Our simple (application-specific) throughput test of a bulk USB driver to a connected device shows a throughput loss of ca. 20% (2MByte/s) when using UMDF instead of a ‘plain’ WDM driver.
The application block size for write used is ca. 15k, the USB connection and device are hi-speed (USB block size 512 bytes), the same USB device on the same hub was used (on a different port).
A limitation to ca. 10MB/s comes very likely from the connected device, and it’s more the size of the delta I’m worried about.
My UMDF bulk USB driver is derived from the OSR USB Fx2 UMDF sample (WDK RTM), the WDM bulk driver was derived from bulkusb.sys (DDK2000).
UMDF vs. WDM performance tests were done on XP. On another PC with Vista (x64) the UMDF driver showed almost identical throughput. The WDM driver is not (yet) ported/tested.
Now I am a bit surprised. As far as I know UMDF should not have such an adverse effect on performance [1]. So of course I assume I’m doing something wrong or overlooked something.
Does anybody have more information or any hints about this?
Thanks!
-H
[1] “UMDF can easily saturate a USB 2.0 bus’s maximum speed of 480 megabits/sec” and “No adverse performance impact in existing UMDF drivers” (see DEV095_WH06.ppt, slide 14).
Hagen Patzke wrote:
Our simple (application-specific) throughput test of a
bulk USB driver to a connected device shows a throughput
loss of ca. 20% (2MByte/s) when using UMDF instead of
a ‘plain’ WDM driver.
What’s your CPU usage with the WDM and UMDF drivers? Is there a big difference?
Are you doing reading or writing? Are you pending multiple URBs to the device?
xxxxx@gmail.com schrieb:
What’s your CPU usage with the WDM and UMDF drivers? Is there a big difference?
Thanks for the good idea of measuring the CPU usage difference! That
should at least give me a hint where the time difference comes from.
Are you doing reading or writing?
Both. Upload and download rates differ by a fixed percentage, and this
rate did not change, so I did not bother to mention it.
Are you pending multiple URBs to the device?
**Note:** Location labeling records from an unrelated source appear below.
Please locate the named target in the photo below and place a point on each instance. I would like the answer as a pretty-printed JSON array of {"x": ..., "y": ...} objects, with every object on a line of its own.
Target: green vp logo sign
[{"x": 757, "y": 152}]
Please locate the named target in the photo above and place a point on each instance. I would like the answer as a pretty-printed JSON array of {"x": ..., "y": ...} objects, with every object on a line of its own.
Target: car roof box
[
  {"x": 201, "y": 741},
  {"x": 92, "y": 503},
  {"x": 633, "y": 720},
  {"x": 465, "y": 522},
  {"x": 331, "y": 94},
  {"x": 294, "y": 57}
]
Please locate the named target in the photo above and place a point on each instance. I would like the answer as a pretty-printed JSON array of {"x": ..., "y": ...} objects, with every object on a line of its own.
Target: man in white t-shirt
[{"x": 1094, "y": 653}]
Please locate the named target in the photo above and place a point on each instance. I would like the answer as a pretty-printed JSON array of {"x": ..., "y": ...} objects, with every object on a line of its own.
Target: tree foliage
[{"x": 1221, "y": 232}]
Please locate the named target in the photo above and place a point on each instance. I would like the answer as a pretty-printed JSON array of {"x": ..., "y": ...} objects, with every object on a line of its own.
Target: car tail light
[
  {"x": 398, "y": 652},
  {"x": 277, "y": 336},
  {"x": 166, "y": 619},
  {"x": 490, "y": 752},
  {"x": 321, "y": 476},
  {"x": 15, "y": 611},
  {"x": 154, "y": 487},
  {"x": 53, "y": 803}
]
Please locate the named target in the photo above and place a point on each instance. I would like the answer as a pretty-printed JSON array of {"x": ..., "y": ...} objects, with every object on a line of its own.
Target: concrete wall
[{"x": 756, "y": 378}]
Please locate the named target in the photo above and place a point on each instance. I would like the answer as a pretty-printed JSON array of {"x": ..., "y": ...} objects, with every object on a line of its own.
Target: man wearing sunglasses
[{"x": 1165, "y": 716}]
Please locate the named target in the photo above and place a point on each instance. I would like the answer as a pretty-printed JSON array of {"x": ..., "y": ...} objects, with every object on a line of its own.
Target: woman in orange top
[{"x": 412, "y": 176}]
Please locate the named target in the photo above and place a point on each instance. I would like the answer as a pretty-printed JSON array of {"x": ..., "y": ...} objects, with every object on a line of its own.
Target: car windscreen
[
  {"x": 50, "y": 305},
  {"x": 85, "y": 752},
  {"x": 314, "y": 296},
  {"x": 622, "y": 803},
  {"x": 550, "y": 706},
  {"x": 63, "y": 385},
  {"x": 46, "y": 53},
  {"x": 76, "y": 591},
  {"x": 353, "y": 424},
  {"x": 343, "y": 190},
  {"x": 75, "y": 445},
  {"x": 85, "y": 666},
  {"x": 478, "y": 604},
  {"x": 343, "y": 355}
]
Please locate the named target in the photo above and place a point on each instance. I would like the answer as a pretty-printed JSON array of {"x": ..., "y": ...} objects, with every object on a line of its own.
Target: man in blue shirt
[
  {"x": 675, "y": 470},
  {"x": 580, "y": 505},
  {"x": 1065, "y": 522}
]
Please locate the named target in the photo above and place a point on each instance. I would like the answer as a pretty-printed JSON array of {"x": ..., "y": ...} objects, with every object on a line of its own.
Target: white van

Overlapped I/O would be possible and the proper calls for it are in on
the host side, but in the test code we also wait for the device’s ACK
for every block before sending the next one - so in fact it is not used.
With a modified version of RwBulk.exe for our device that I’m currently
writing, I want to check out e.g. overlapped vs. direct I/O and see if
there’s any significant difference.
BTW, I noticed that unplugging a USB hub device that was plugged in on
the same root hub actually decreased throughput. As there was no
device attached to that hub, I would have expected a very small
throughput increase (less polling necessary), therefore IMHO there
must be a timing problem. So I’ll try to get a look on the bus to see
what happens.
Tomorrow or Friday I’ll try to check out your questions/suggestions (CPU
usage, overlapped I/O used in the driver), and post the update here.
Thanks - more ideas welcome! 
-H